Fast device memcpy for irregular datatypes

I had a simple memcpy routine built in before that was templated on the type being copied that worked well for basic data types like ints, floats, etc. I also used it on complex data types like classes as well. However, I recently noticed that performance took a 10x or so hit when using classes with more than one data member such as:

[codebox]template< typename T >

global void memcpy( T* out, const T* in, unsigned int size )

{

if( GLOBAL_ID() >= size )

{

	return;

}



switch( sizeof( T ) )

{

	case 8:

	{

		uint2* _out = ( uint2* ) out;

		uint2* _in = ( uint2* ) in;

		_out[ GLOBAL_ID() ] = _in[ GLOBAL_ID() ];

		break;

	}

	case 16:

	{

		uint4* _out = ( uint4* ) out;

		uint4* _in = ( uint4* ) in;

		_out[ GLOBAL_ID() ] = _in[ GLOBAL_ID() ];

		break;

	}

	

	default:

		const unsigned int mod4 = sizeof( T ) % 4;

		const unsigned int mod8 = sizeof( T ) % 8;

		const unsigned int mod16 = sizeof( T ) % 16;

		if( mod16 == 0 )

		{

			const unsigned int div16 = sizeof( T ) / 16;

			uint4* _out = ( uint4* ) out;

			uint4* _in = ( uint4* ) in;

			for( unsigned int i = 0, offset = 0; i != div16; ++i, 

				offset += TOTAL_THREADS() )

			{

				_out[ GLOBAL_ID() + offset ] = 

					_in[ GLOBAL_ID() + offset ];				

			}

		}

		else if( mod8 == 0 )

		{

			const unsigned int div8 = sizeof( T ) / 8;

			uint2* _out = ( uint2* ) out;

			uint2* _in = ( uint2* ) in;

			for( unsigned int i = 0, offset = 0; i < div8; ++i, 

				offset += TOTAL_THREADS() )

			{

				_out[ GLOBAL_ID() + offset ] = 

					_in[ GLOBAL_ID() + offset ];				

			}

		}

		else if( mod4 == 0 )

		{

			const unsigned int div4 = sizeof( T ) / 4;

			unsigned int* _out = ( unsigned int* ) out;

			unsigned int* _in = ( unsigned int* ) in;

			for( unsigned int i = 0, offset = 0; i < div4; ++i, 

				offset += TOTAL_THREADS() )

			{

				_out[ GLOBAL_ID() + offset ] = 

					_in[ GLOBAL_ID() + offset ];				

			}

		}

		else

		{

			unsigned char* _out = ( unsigned char* ) out;

			unsigned char* _in = ( unsigned char* ) in;

			for( unsigned int i = 0, offset = 0; i < sizeof( T ); ++i, 

				offset += TOTAL_THREADS() )

			{

				_out[ GLOBAL_ID() + offset ] = 

					_in[ GLOBAL_ID() + offset ];				

			}

		}

		break;

}	

}

[/codebox]

which seems to get 85-90% of the throughput of the built-in uint2 on irregular classes. Has anyone looked at this in more detail and maybe come up with an even more optimized version that gets closer to the max bandwidth on any data type?
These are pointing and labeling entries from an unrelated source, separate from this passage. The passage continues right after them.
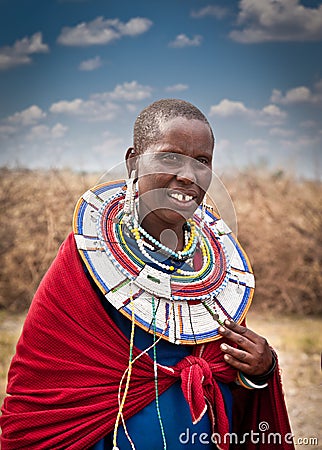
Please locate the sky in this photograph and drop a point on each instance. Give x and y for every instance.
(74, 74)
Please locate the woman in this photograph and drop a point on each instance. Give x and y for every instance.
(125, 345)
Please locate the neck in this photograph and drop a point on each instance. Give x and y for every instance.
(171, 235)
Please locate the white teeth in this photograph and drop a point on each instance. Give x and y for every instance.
(182, 197)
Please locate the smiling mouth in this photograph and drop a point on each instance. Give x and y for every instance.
(183, 198)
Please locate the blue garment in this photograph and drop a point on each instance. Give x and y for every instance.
(144, 427)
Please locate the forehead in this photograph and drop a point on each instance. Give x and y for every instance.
(184, 132)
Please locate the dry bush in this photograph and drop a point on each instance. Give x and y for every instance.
(279, 219)
(280, 225)
(36, 210)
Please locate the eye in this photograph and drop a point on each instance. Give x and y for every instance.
(203, 161)
(170, 157)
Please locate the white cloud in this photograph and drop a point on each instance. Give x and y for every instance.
(177, 87)
(90, 64)
(268, 115)
(210, 11)
(256, 142)
(182, 40)
(281, 132)
(90, 110)
(38, 132)
(103, 106)
(227, 108)
(102, 31)
(130, 91)
(278, 20)
(273, 111)
(300, 94)
(58, 131)
(29, 116)
(6, 130)
(108, 146)
(19, 53)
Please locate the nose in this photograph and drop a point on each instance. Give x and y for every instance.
(186, 173)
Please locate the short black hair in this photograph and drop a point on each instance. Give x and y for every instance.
(147, 127)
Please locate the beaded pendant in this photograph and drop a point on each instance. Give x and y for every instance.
(188, 302)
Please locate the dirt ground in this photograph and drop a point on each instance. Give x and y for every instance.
(298, 342)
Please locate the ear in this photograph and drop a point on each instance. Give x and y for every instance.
(131, 160)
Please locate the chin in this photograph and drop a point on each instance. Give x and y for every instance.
(174, 217)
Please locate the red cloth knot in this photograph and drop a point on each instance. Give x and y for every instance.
(197, 384)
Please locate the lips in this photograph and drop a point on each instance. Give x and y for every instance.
(183, 198)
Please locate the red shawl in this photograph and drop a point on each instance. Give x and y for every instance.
(64, 378)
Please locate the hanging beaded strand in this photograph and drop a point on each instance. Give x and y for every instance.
(155, 367)
(127, 384)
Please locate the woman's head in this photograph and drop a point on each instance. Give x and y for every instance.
(172, 156)
(148, 124)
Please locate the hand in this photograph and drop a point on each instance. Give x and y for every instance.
(253, 355)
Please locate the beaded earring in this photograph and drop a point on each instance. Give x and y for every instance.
(203, 211)
(130, 194)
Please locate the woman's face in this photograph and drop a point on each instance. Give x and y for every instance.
(174, 173)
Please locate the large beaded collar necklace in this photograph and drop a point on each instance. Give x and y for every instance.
(135, 271)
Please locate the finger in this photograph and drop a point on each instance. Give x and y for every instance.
(240, 329)
(237, 364)
(237, 354)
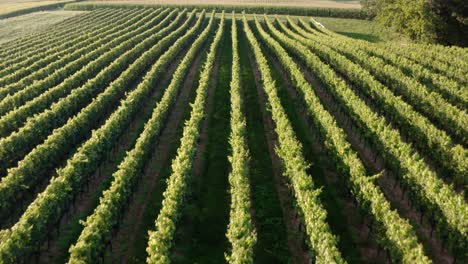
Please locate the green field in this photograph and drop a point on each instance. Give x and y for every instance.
(16, 27)
(14, 6)
(169, 135)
Is there a reason you’re not treating it like a flat array of bytes? I realize you may have to use smaller types if the arrays are misaligned, at least to copy the elements at the beginning and the end. But for the bulk of it, you should be able to use a larger type even if T is just char. Unless the arrays are misaligned relative to each other, in which case you’d have to revert to a size no larger than the relative misalignment, which still may be larger than T. Or shuffle in shared memory.

Alignment issues aside, for high throughput, I assume you have seen dubinsky’s results, which outperform cudaMemcpy?